Paris, théâtre de la Bastille jusqu’au 1er juillet 2011

Loin d’eux de Laurent Mauvignier

un monde de taiseux

Loin d'eux de Laurent Mauvignier

Porter des textes littéraires à la scène est une entreprise périlleuse. On en a une preuve actuellement avec la mise en espace du magnifique roman de Russel Banks, De beaux lendemains, qui, malgré le talent de grands acteurs, ne parvient pas à restituer tout ce qui fait la beauté et la force du livre. Pas très convaincante non plus, la proposition des Possédés avec Planète du russe Evguéni Grichkochevts. Mais cette fois, c’est le texte qui tombe à plat ; exception faite de quelques fugitives percées, il n’a pas le mordant de Comment j’ai mangé du chien, interprété par l’auteur lui-même.

A l’inverse, Rodolphe Dana, du même collectif Les Possédés, a véritablement rencontré l’écriture de Laurent Mauvignier dont il restitue toute la singularité du point de vue et du style avec une belle fidélité. Dans ce premier roman percutant, Mauvignier a choisi le principe de la narration multiple pour tisser un récit kaléidoscopique autour de la figure de Luc qui entremêle les voix des proches, du père, de la mère, du frère, etc. et de Luc lui-même.
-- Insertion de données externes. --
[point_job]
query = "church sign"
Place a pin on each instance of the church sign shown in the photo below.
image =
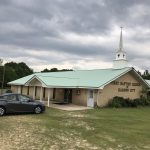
(127, 86)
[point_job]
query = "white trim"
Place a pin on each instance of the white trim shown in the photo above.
(33, 94)
(49, 95)
(41, 94)
(35, 77)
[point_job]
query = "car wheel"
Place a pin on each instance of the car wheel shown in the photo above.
(2, 111)
(37, 110)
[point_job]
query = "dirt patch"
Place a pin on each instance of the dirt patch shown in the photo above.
(26, 133)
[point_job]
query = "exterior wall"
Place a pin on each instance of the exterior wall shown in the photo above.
(14, 88)
(59, 95)
(126, 86)
(79, 97)
(24, 90)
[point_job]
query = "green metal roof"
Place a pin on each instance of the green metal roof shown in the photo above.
(96, 78)
(148, 81)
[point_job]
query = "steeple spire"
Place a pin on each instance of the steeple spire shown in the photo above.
(121, 41)
(120, 61)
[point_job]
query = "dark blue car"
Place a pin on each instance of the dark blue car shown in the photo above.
(18, 103)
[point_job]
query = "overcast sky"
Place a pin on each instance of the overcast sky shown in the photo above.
(80, 34)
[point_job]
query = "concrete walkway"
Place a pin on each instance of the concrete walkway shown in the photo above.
(69, 107)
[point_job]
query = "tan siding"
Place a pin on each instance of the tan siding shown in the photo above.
(80, 99)
(59, 94)
(14, 88)
(24, 90)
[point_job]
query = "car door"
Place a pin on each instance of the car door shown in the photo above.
(13, 105)
(26, 104)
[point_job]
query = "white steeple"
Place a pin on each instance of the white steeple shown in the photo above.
(120, 61)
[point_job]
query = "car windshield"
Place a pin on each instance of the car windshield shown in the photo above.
(23, 98)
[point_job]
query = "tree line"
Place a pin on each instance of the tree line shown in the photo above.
(12, 71)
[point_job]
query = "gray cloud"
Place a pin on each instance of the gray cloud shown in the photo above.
(31, 26)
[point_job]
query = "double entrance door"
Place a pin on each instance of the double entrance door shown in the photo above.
(68, 95)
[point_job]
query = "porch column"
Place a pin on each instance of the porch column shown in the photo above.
(34, 92)
(19, 89)
(97, 97)
(41, 94)
(49, 95)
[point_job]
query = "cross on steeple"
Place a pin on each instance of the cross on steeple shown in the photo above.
(120, 61)
(121, 41)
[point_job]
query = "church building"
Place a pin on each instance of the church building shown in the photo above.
(85, 87)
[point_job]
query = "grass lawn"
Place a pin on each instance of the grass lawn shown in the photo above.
(102, 129)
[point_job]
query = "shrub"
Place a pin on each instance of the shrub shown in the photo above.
(9, 91)
(118, 102)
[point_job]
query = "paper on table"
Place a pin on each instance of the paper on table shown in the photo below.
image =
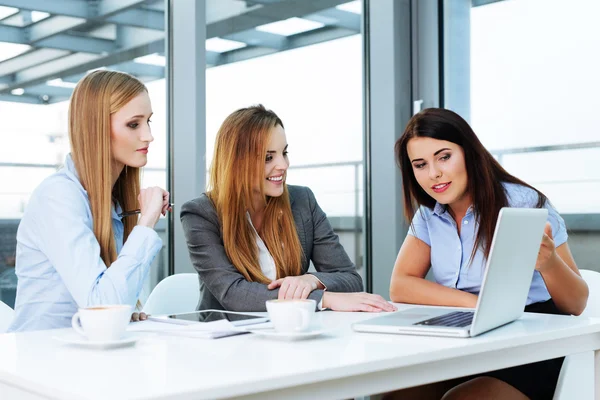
(207, 330)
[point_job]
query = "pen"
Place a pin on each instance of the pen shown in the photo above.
(133, 212)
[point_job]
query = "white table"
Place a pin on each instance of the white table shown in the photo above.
(341, 364)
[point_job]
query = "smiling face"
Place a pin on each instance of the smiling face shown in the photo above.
(130, 132)
(439, 168)
(276, 162)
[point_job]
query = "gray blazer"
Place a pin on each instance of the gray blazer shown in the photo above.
(223, 287)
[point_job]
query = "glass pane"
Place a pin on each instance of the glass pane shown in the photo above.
(36, 82)
(307, 67)
(534, 85)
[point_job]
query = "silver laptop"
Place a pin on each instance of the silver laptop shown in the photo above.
(503, 295)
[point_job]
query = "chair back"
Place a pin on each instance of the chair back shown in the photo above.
(576, 379)
(592, 278)
(175, 294)
(6, 316)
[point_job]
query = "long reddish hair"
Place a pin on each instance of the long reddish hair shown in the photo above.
(236, 172)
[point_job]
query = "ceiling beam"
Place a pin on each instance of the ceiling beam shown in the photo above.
(335, 17)
(21, 99)
(79, 63)
(266, 14)
(71, 8)
(252, 37)
(51, 26)
(30, 59)
(77, 43)
(142, 18)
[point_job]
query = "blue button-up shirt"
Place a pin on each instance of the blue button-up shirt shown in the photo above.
(58, 262)
(451, 251)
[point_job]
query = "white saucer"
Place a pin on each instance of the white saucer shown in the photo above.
(78, 340)
(288, 335)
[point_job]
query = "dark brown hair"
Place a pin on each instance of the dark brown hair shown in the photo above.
(485, 175)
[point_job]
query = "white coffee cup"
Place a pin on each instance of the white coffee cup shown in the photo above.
(102, 323)
(289, 316)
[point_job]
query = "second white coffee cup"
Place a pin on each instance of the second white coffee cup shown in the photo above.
(102, 323)
(289, 316)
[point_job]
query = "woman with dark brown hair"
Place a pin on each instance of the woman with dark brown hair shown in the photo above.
(453, 191)
(251, 237)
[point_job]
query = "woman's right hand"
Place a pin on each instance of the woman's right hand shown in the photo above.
(356, 302)
(152, 203)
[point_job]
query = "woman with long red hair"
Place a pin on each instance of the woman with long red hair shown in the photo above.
(251, 236)
(74, 248)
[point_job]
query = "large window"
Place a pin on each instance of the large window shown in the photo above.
(307, 67)
(45, 48)
(534, 80)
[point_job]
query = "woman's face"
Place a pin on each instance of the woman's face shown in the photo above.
(276, 162)
(439, 168)
(130, 132)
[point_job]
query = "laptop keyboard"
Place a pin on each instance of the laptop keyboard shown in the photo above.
(457, 319)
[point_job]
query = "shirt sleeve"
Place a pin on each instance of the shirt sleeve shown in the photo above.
(418, 227)
(65, 236)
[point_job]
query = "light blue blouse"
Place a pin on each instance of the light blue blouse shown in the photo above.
(451, 252)
(58, 262)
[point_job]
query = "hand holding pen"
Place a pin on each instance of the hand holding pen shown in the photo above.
(154, 201)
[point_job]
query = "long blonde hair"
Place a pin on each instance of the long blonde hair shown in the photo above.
(237, 169)
(95, 98)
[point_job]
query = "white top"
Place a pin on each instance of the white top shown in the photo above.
(175, 367)
(266, 261)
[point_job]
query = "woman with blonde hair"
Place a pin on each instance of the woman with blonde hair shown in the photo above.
(74, 249)
(251, 237)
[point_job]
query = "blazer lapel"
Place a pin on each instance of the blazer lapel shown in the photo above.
(301, 229)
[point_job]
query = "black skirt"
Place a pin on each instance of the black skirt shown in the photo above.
(537, 380)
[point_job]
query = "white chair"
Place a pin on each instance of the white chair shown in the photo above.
(175, 294)
(6, 316)
(576, 379)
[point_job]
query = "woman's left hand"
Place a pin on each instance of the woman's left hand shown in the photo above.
(295, 287)
(138, 317)
(547, 249)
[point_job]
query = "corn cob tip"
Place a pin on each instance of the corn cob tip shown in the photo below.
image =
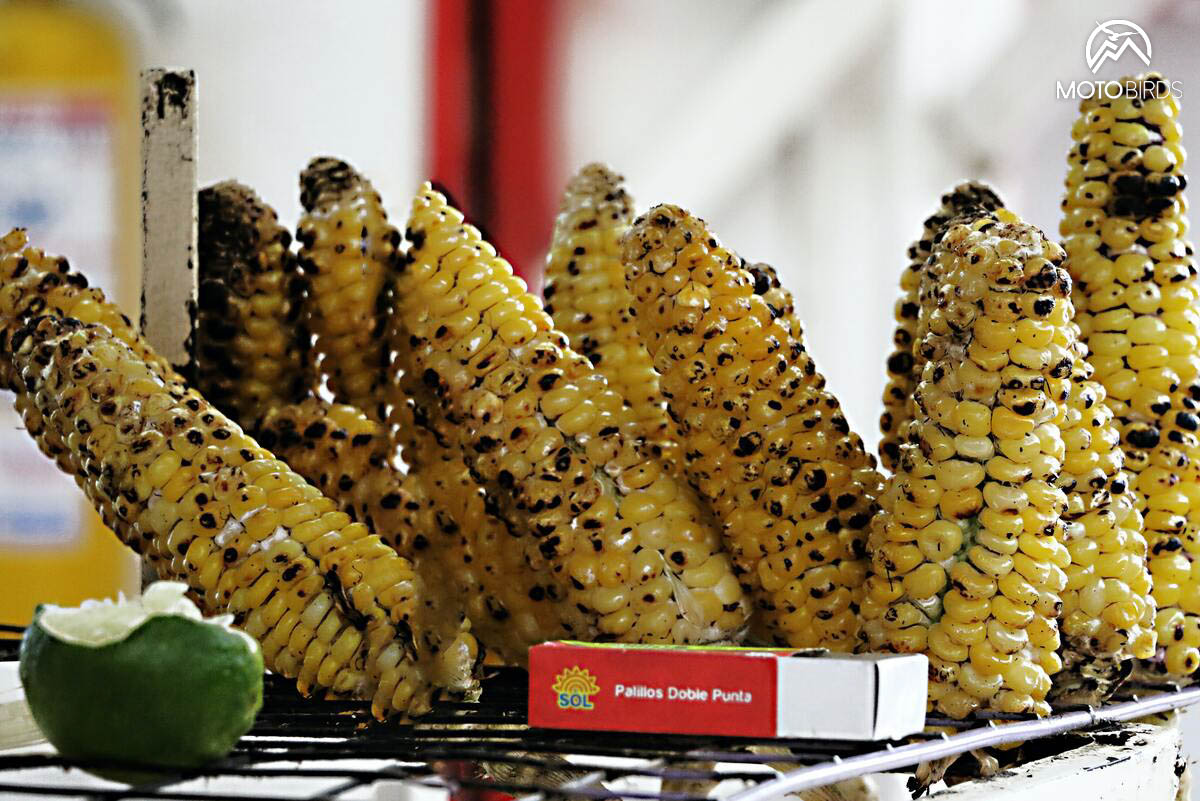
(251, 348)
(325, 179)
(645, 246)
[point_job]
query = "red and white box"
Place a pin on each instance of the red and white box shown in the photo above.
(726, 691)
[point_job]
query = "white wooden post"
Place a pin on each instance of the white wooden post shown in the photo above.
(168, 211)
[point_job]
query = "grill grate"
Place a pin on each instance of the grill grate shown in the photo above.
(471, 748)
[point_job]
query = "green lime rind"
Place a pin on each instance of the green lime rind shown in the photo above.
(175, 693)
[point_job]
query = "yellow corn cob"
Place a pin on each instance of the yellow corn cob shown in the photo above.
(1108, 610)
(33, 283)
(1139, 309)
(463, 554)
(251, 349)
(544, 432)
(333, 607)
(966, 556)
(772, 452)
(587, 299)
(347, 252)
(904, 369)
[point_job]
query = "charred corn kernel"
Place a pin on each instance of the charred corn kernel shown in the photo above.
(793, 492)
(587, 299)
(1137, 291)
(347, 250)
(1000, 554)
(88, 385)
(251, 349)
(540, 428)
(904, 366)
(460, 552)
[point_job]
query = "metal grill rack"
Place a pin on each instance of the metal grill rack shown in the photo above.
(466, 750)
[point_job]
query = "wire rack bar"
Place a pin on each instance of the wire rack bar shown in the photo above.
(807, 778)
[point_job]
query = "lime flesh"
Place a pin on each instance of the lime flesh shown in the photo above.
(174, 693)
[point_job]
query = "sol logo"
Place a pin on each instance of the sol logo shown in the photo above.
(575, 688)
(1110, 40)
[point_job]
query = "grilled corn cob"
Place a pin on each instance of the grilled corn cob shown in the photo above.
(251, 349)
(465, 555)
(967, 561)
(333, 607)
(347, 252)
(34, 283)
(1108, 610)
(904, 369)
(544, 434)
(773, 455)
(1137, 291)
(587, 299)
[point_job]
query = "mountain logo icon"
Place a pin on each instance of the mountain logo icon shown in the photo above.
(1110, 41)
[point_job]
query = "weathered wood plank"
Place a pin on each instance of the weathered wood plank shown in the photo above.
(168, 211)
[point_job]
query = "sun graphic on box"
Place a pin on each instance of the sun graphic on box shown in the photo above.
(575, 687)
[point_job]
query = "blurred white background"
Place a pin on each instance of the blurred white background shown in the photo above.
(811, 134)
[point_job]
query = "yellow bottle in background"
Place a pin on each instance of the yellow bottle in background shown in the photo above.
(69, 154)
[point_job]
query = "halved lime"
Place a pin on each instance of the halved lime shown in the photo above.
(144, 682)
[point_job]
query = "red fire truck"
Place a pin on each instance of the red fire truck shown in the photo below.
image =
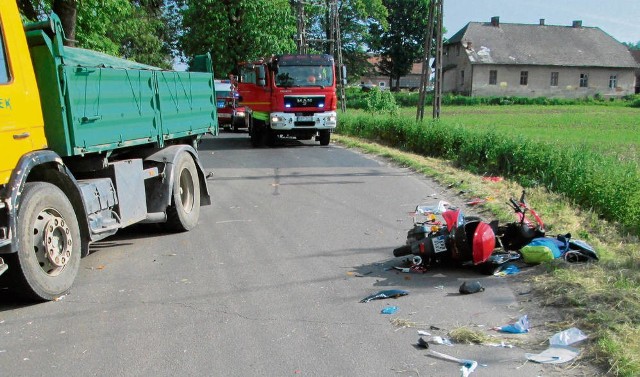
(230, 115)
(289, 95)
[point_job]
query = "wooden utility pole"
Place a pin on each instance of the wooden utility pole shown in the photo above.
(335, 21)
(434, 30)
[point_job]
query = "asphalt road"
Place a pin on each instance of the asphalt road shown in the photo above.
(268, 284)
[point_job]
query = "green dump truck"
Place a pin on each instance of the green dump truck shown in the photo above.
(90, 144)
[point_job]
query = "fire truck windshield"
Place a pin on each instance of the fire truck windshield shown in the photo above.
(304, 75)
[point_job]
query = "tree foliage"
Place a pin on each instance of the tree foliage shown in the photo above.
(354, 17)
(133, 29)
(401, 44)
(237, 30)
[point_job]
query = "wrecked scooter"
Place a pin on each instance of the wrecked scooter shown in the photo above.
(455, 239)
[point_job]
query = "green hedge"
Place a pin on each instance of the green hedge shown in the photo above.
(604, 184)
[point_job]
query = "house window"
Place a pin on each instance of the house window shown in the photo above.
(584, 80)
(493, 77)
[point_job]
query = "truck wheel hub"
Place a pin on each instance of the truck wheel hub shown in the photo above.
(57, 241)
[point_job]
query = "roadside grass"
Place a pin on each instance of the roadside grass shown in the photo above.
(602, 299)
(612, 130)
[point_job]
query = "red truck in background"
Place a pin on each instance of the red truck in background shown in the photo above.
(231, 116)
(289, 95)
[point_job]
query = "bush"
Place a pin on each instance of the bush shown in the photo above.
(381, 102)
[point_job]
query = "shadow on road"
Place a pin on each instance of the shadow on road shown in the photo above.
(241, 141)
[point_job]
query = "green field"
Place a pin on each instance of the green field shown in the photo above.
(606, 129)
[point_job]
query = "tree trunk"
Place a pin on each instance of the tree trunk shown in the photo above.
(67, 10)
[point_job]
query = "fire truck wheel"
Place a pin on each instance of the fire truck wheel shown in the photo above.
(49, 238)
(270, 137)
(256, 128)
(184, 211)
(325, 137)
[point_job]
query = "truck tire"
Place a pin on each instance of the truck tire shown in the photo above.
(237, 124)
(184, 211)
(256, 129)
(325, 137)
(50, 246)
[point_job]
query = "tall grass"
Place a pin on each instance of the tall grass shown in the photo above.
(607, 185)
(356, 100)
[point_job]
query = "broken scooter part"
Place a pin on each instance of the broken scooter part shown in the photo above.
(442, 234)
(390, 293)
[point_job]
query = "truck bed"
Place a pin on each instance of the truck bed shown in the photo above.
(88, 96)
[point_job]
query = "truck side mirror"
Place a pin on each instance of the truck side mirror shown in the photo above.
(260, 75)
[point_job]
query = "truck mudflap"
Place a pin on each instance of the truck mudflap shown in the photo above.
(290, 121)
(3, 266)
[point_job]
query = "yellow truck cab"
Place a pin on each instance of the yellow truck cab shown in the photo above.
(21, 123)
(90, 144)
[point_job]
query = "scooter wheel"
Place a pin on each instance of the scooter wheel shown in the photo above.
(402, 251)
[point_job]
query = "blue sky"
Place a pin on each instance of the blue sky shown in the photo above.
(618, 18)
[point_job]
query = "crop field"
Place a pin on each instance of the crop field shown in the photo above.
(587, 152)
(608, 129)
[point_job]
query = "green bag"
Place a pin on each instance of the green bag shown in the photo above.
(536, 254)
Une famille frustre où la parole ne circule pas et dans laquelle Luc étouffe de ce silence pesant. Il mourra de ce défaut de communication comme une plante meurt par manque d’irrigation. Et personne n’a rien vu venir, évidemment. Le problème de chacun c’est de ne pas savoir regarder l’autre ; tout le monde aime Luc mais personne ne le lui dit, ne le connaît ni ne le comprend.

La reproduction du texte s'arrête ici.